IL PSG “INGIOCABILE” – «Oggi è la squadra più forte di tutte, guidata dal miglior allenatore del mondo. Giocano con un’autorità e un ottimismo incredibile. Pensano di riuscire a fare qualsiasi cosa perché poi con la palla fanno qualsiasi cosa. Contro ogni avversario. Hanno dei talenti incredibili, giocatori di uno spessore superiore. E Luis riesce a fargli giocare un calcio sublime e concreto: movimenti incessanti, cambi di posizione e di ruolo.

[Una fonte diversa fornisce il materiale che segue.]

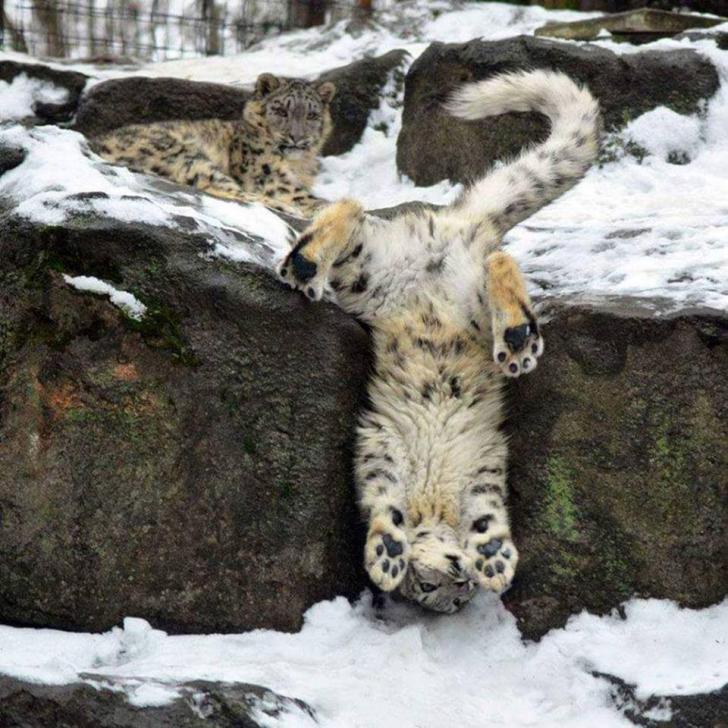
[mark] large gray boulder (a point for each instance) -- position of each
(433, 146)
(201, 704)
(140, 99)
(193, 467)
(618, 466)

I giocatori hanno una fede incrollabile in ciò che fanno e questo è sicuramente un merito dell’allenatore».

LA DIFFERENZA CON IL PSG DELLE STELLE – «Perché quelli erano giocatori straordinari, ma non disponibili al sacrificio. Guardate invece come gioca oggi Dembélé, con una generosità eccezionale. O Kvaratskhelia, che rincorre l’avversario per 60 metri… E poi Desire Doué, che è il più forte di tutti, ma è sempre pronto al sacrificio. Il Psg è una squadra piena di fede e orgoglio».

VINCERA’ IL MONDIALE – «Penso di sì. Anzi, senza il penso. Sì, lo vince. Luis Enrique lì è riuscito a realizzare il suo progetto calcistico, quello che voleva mettere in piedi anche a Roma. Ma sono contento di quanto sta facendo Maresca al Chelsea. È un allenatore bravo, giovane, uno che fa bene al calcio italiano».

PERCHÉ A ROMA NON FUNZIONÒ – «Semplice, l’ambiente non lo ha trattato decorosamente, c’è chi lo chiamava addirittura Stanlio. E lui di tutto ciò rimase dispiaciuto. Io, Baldini e Pallotta lo abbiamo supplicato di restare, ma non ne ha voluto sapere. Il Psg ha rinunciato alla propria strategia di acquisire giocatori, puntando tutto sui giovani. Ecco, se a Roma avesse trovato la stessa fiducia che ha trovato a Parigi allora sarebbe stato diverso».

LA SUA ROMA AVEVA GIOVANI DI LIVELLO – «Sì, ma ci sarebbe voluto un indirizzo comune e forse qualche errore l’abbiamo commesso anche noi con lui. Ma Luis era l’idolo dei giocatori, tranne due o tre. De Rossi era affascinato, veniva spesso nel mio ufficio per dirmi che gli sembrava la prima volta che giocava al calcio visto che Lucho chiedeva ai giocatori cose a loro sconosciute».

L’UOMO E L’ALLENATORE – «Le due cose coincidono, perché se sei un bravo psicologo ma un somaro sul campo i giocatori poi ti scoprono subito, immediatamente. Lui poi è una persona di spessore notevole, a livello umano ma anche intellettuale».